Editorial :: Pride and prejudice
Thursday, 03 December 2009 03:48
WITH the impending military buildup on Guam, the merging of the military population and civilian community will be an inevitable occurrence. Considering the differences in orientation between the two communities, the issue of peace is therefore a natural concern. Preliminary results of Variety’s online poll indicates that sociocultural impact and public safety issues rank as the top two concerns among residents.
The draft environmental impact statement for Guam military buildup identifies some of the sociocultural problems that the island will have to deal with as a result of increased military presence. The draft impact report acknowledges the Marines’ not-so-pleasant reputation as troublemakers, but at the same time dismisses the attribution as unfounded and lacking in evidence.
International news agencies have in the past reported cases of rape and other forms of public disturbances involving young Marines. And the fact that 8,000 Marines are on their way to Guam naturally causes concern among many in the community.
On the other hand, the military itself is concerned about the perceived hostility or xenophobia on the part of the local community. The report hence cites the potential “for social friction” that “could well trigger a transitional period of adjustment in which local young men test themselves against Marines in fights.”
Making a sweeping generalization on both sides is unfair. Overcoming the pride and prejudices and changing the “us” versus “them” attitude are challenges for both communities.
While it is prudent for law enforcement agencies to prepare for increased demand for public safety responses, it would be equally prudent for local officials to work with the military on creative initiatives to help bridge the gap between civilians and Marines.

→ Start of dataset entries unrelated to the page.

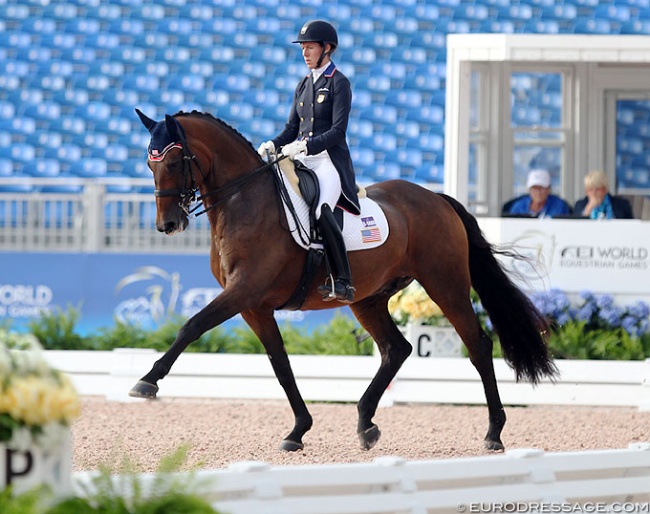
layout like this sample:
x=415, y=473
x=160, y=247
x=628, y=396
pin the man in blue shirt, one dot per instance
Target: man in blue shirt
x=539, y=202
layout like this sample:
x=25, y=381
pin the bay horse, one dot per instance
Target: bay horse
x=433, y=239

The local community expects the military establishment to give the Marines adequate information and proper orientation about the local culture before they arrive on island. In the same breath, local leaders must work with the community to foster a welcoming atmosphere and demonstrate the hospitality that we always say our island is famous for.
While there is a place for protest, political debate and expression of discomfort about the uncertainty of our future, it should not be at the expense of harmony and looking forward.